I'd just gotten whacked upside the head by the Puberty Fairy not too long before I first saw Tammy Faye on TV. My mother was smitten with her husband. My father made us watch the movie Logan's Run again. My brother and I were a little too young to make such esoteric connections and I found the movie really embarrassing. The Puberty Fairy had missed when she tossed the boy band dust at me.

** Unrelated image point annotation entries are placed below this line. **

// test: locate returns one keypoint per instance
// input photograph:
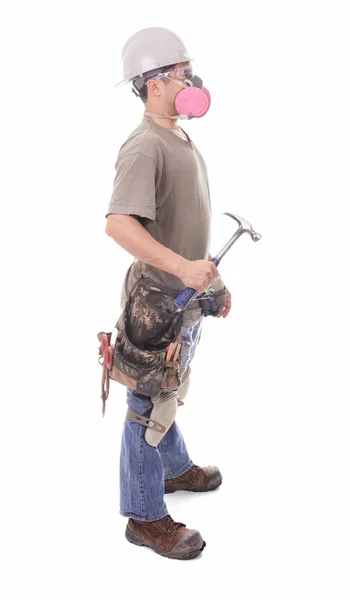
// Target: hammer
(189, 294)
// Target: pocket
(142, 366)
(152, 321)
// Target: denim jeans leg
(172, 448)
(141, 468)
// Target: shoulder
(144, 140)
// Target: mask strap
(148, 114)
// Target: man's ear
(153, 87)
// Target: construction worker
(160, 213)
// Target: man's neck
(162, 122)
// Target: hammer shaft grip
(185, 297)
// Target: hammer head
(245, 226)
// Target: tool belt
(146, 354)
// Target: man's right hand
(198, 274)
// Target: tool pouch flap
(148, 325)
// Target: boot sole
(175, 487)
(135, 539)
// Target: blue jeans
(143, 468)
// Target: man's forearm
(128, 233)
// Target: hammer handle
(185, 297)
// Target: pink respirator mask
(193, 101)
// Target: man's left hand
(227, 308)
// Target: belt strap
(131, 415)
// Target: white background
(269, 402)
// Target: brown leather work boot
(196, 479)
(166, 537)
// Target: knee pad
(163, 412)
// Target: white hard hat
(149, 49)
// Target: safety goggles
(183, 74)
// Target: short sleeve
(134, 188)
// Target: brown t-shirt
(162, 180)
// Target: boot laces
(170, 525)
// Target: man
(160, 213)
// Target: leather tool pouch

I grew up with Tammy Faye in the peripheries. Shortly after she and Jim became something of an irregular staple in our familial television routines, Jimmy Swaggart showed up and did his thing. My dad, Super Atheist Man (bet he even had atheist underoos) watched the guy every week, thought he was great. Jim made it pretty big in both the Christian circles and big scandals people won't remember in a few years world. Tammy Faye, though, she was bigger, she was an icon. Her mascara was famous, more famous than her hubby's penchant for embezzling church funds and pretty church secretaries. Her make-up was immortalized on everything from t-shirts to bumper stickers. She was a household name, she was slang, she was an adjective. By the end of the 80s, she was Tammy Faye. Jim Bakker was "that guy who was married to Tammy Faye before he got caught banging his secretary."

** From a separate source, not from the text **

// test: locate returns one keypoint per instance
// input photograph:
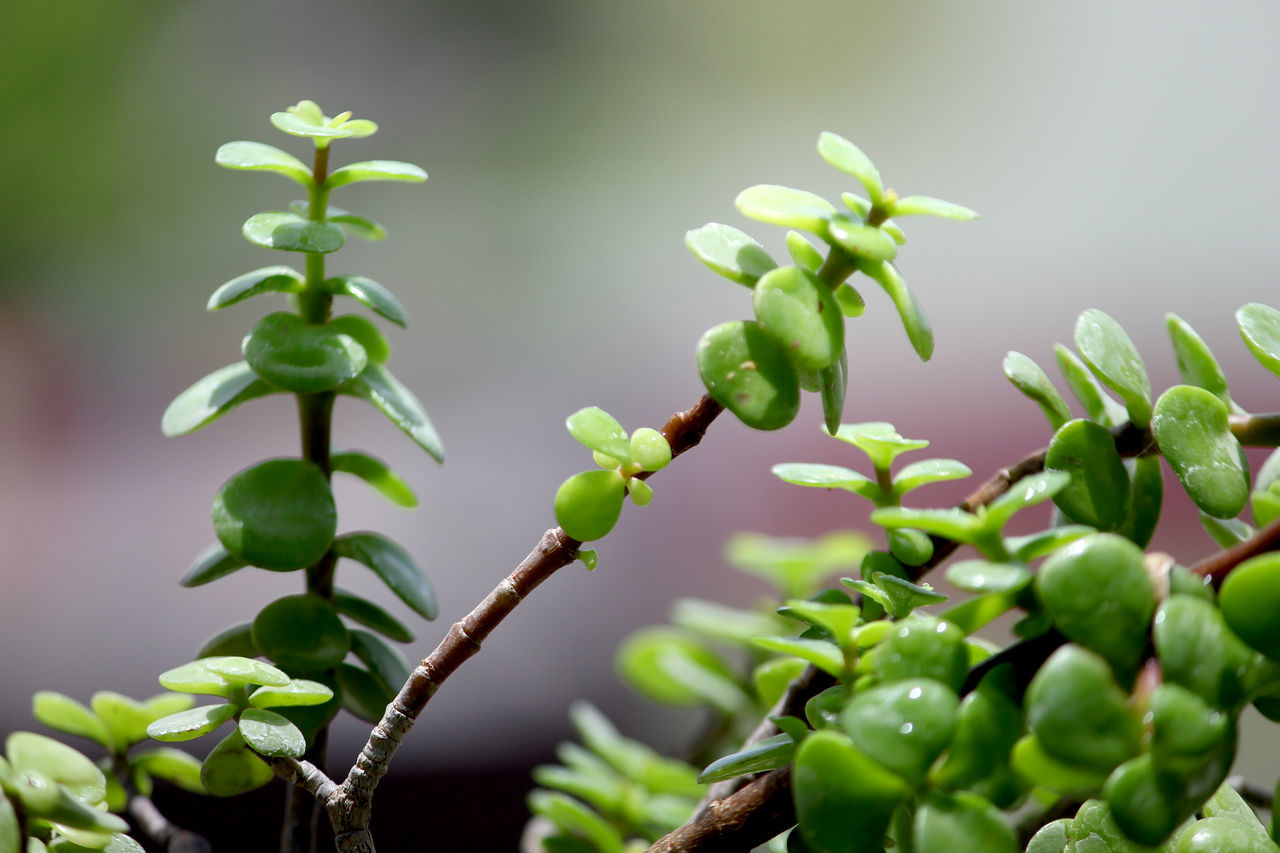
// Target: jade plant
(856, 710)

I know of a lot of people by their religion. They're Christian or Muslim or whatever first, people second. It's mostly people that I see in the news or yelling at passers-by on street corners. Tammy Faye, though, she was different. I watched her cry rivers of mascara on television sometimes. You'd think that it would be made-up or fake, you know? That it would seem as if the only reason to have so much eye make-up was to enhance the appearance of tears when they bled down her cheeks. It's hard to judge the sincerity of people on television, but I really liked Tammy Faye, at least once I got past the horror of thinking that I was doomed to a life of too much make-up, too.
It was the 90s, though, that I remember her for the most. She had a little show with Jm J. Bullock for a while. J.J. was one of my favorite 80s sitcom supporting actors. He's one of those guys people kind of know the face of, but never really remembered. He's gay. Tammy Faye loved him just as much as she loved everyone else. You know how rare that kind of thing is? For the average Christian out there, homosexuals are in league with the devil. Some may deny that it's not an average Christian thing, but numbers don't lie. Tammy Faye, though, she didn't care what Fallwell's minions (that'd be the Moral Majority and assorted sychophants) thought about it. She knew what Christ was all about.
It's an interesting contrast. She covered her face with the very thing most use as a mask for their real selves, but it never seemed to be a cover. She looked like what many a 50's mother would consider a harlot, but she didn't just talk about Christ, she lived it. I could never help but respect that.